I feel like I work hard to keep our life simple. I am not a collector. I regularly donate clothing and household items to Goodwill. I have very few keepsakes. I do my best to take care of the things that have been entrusted to me. And yet...
...this happens. I realize it didn't "just happen" on its own, but the making of the whole disaster felt rather effortless on my part. I mean, I certainly did not
work to create such a mess! Here is evidence that the law of entropy that we all learned about in seventh grade chemistry is still in effect. All things tend towards disorder. My storage room is clearly scientific proof!
I believe that the law of entropy is a result of the fall of man. We live in a world that is doomed to decay, and our only hope is the grace of God. Through that grace we have the power to swim upstream against the strong current of entropy--but it will not happen effortlessly. Believe me, I've tried the route of least resistance. It leads to something that looks like thermonuclear fall out.
I am considering anew what the fight against entropy entails, and how I might better engage in it, and here is where my thoughts have taken me:
First, I need to slay my inner sloth! The path of laziness is a tempting trail for me. Most messes do not start out as enormous entities. They begin with little piles here, a few stray items there, and the unwillingness to take the extra steps that would be required to return said things to their proper place. Doing nothing appears to be the easy way--but that is a MYTH! I wonder how much time I waste shuffling things around to avoid the itty bitty bit of extra effort it would take to put them away. Why oh why do I do it? I'm lazy. Not always, but sometimes. And sometimes is often enough for entropy to make significant progress in my house.
Do you think that there is a spiritual application of this concept? Is it possible to be spiritually lazy? Oh yes, I think it is. God gives clear commands in His Word, but I shuffle those commands around to avoid the extra steps that would be required for total obedience. I tithe 8%, because, you know, it comes to a nice even number. I overlook my own pride issues, because, you know, it would mean having to deal with insecurities to face them. I skip out on service opportunities, because, you know, it would mean having to die to myself to serve others. Yes, spiritual laziness is definitely a factor.
Second, I need to submit to structure! I have a system for keeping house, but I have recently neglected that system in favor of more fun and exciting endeavors.
"Can you do lunch on Thursday?"
"Sure," I say, "That sounds great!"
I completely ignore the fact that if I DON'T clean house on Thursday there will be no other time for me to do it until the following Thursday. And I fall prey to the deception that says structure limits my life. Structure is very freeing when applied appropriately to life. When I regularly clean my house on Thursdays, I keep entropy at bay and enjoy my time at home for the whole rest of the week.

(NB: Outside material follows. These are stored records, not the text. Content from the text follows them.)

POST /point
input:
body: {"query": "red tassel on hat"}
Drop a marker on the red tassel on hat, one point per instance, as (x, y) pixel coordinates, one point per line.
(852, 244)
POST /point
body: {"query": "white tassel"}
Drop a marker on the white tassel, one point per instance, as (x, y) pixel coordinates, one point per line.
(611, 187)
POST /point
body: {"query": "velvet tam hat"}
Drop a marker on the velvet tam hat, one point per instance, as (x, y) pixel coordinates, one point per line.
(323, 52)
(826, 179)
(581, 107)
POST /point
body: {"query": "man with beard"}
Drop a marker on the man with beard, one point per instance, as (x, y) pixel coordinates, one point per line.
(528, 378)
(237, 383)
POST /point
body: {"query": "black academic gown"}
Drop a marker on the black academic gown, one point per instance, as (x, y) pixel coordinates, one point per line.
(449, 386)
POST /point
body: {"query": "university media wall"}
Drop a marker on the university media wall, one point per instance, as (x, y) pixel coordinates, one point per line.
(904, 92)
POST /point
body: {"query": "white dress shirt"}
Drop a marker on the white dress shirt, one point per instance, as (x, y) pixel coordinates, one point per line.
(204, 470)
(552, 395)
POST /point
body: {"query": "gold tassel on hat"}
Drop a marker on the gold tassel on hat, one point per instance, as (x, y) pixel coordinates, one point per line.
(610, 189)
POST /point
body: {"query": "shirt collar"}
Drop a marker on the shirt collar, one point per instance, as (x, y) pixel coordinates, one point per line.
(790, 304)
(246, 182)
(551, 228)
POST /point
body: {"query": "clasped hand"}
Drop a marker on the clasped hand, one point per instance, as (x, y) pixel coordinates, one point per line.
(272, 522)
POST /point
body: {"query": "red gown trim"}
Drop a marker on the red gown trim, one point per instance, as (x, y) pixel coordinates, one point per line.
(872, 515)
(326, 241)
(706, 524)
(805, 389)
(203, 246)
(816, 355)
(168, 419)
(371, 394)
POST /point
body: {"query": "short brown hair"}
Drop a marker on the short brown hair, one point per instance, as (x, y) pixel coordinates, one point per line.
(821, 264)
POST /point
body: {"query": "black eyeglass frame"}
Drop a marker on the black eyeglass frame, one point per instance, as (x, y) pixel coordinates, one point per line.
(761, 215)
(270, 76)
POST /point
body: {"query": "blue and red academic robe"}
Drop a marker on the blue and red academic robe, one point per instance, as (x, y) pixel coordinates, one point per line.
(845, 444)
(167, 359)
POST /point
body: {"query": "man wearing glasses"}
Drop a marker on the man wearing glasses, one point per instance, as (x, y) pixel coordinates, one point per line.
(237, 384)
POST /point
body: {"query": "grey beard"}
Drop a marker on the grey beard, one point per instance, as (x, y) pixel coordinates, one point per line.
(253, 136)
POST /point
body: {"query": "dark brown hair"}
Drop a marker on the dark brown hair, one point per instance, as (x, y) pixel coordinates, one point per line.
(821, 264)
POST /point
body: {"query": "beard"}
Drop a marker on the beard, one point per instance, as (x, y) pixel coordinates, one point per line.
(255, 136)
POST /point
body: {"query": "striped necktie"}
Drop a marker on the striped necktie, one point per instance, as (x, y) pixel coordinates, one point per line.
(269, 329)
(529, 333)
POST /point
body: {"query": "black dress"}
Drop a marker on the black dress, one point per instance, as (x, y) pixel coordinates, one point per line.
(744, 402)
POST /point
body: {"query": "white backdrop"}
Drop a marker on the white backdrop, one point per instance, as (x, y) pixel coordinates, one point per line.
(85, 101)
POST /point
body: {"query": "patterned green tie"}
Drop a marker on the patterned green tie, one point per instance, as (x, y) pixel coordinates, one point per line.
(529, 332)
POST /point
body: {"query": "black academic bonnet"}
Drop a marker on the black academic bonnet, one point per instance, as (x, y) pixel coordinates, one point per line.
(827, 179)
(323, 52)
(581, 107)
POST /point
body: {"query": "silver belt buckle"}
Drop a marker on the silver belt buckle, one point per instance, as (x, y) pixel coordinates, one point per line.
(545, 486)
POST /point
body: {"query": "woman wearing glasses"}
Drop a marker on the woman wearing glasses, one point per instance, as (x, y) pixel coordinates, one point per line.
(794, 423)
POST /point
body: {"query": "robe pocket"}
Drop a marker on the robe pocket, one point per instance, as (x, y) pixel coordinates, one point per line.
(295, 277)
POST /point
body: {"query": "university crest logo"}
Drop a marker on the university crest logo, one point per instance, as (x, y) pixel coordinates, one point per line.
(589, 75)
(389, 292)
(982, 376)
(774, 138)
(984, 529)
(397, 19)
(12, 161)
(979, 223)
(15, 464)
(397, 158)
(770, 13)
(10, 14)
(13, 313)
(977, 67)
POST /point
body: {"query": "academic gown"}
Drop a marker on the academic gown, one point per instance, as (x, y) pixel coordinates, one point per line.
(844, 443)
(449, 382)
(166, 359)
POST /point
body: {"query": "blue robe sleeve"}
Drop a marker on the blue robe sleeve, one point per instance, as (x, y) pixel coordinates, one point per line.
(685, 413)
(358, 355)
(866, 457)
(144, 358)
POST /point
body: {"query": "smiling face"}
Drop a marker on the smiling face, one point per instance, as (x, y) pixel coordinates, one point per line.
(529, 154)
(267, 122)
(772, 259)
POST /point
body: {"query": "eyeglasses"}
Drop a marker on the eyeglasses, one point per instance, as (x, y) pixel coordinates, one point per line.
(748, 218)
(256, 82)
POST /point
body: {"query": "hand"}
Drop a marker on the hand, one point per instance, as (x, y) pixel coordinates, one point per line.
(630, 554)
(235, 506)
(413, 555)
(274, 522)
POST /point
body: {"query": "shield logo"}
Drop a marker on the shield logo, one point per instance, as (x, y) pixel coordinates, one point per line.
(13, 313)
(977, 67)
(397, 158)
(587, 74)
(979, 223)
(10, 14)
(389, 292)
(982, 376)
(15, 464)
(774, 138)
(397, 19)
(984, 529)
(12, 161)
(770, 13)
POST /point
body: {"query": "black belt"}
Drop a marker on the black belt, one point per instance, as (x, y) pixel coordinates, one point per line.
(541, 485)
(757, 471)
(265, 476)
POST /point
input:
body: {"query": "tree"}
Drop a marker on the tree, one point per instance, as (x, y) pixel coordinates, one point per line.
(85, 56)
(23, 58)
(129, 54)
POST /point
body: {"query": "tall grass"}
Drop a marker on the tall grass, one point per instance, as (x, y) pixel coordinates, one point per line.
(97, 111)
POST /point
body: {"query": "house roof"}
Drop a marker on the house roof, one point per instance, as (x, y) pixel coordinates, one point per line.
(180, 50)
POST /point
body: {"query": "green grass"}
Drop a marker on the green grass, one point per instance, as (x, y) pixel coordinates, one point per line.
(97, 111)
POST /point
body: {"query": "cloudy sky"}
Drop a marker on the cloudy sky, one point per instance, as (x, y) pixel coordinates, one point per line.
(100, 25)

When I skip cleaning on Thursdays then I spend most of my time at home agonizing over the horrendous state of our abode and feeling guilty that I have done nothing about it.
Is there a place for structure in my spiritual life? Oh, but there is! God is clear about issues of order: Seek FIRST the kingdom of God and His righteousness. Unfortunately, most days I seek coffee, the daily news, and a hot shower first. Casting literalism aside, I also tend to seek my will, my desires, and my best first. I get my priorities out of order because I rebel against structure...even the structures that God put into place to build strength and effectiveness into my life. When I neglect to put God and His kingdom first in my life, I spend my days agonizing over the horrendous state of my heart and feeling guilty that I have forsaken my first love. His structure exists for my own good, and I am blessed when I submit to it.
Because of God's grace, a fresh start is always available to me. Entropy is not my master. God promises to bring beauty from ashes, even when the ashes are the result of my own laziness or an unwillingness to submit to His structure in my life. When I get it right, God is good. When I get it wrong, God is good. I can neither impress nor disappoint Him. I can only receive His love, and live my life as a grateful response for His goodness and grace. After all, my whole life, apart from Jesus, is a messy storage room cluttered to the point of total uselessness. I am entropy personified, save this one fact: He saved me. Now my life is ordered by the hands of a God who not only cleanses me from messes that are entirely mine in the making. He also restores me so that I can be used for His eternal purposes. Oh the joy of being His!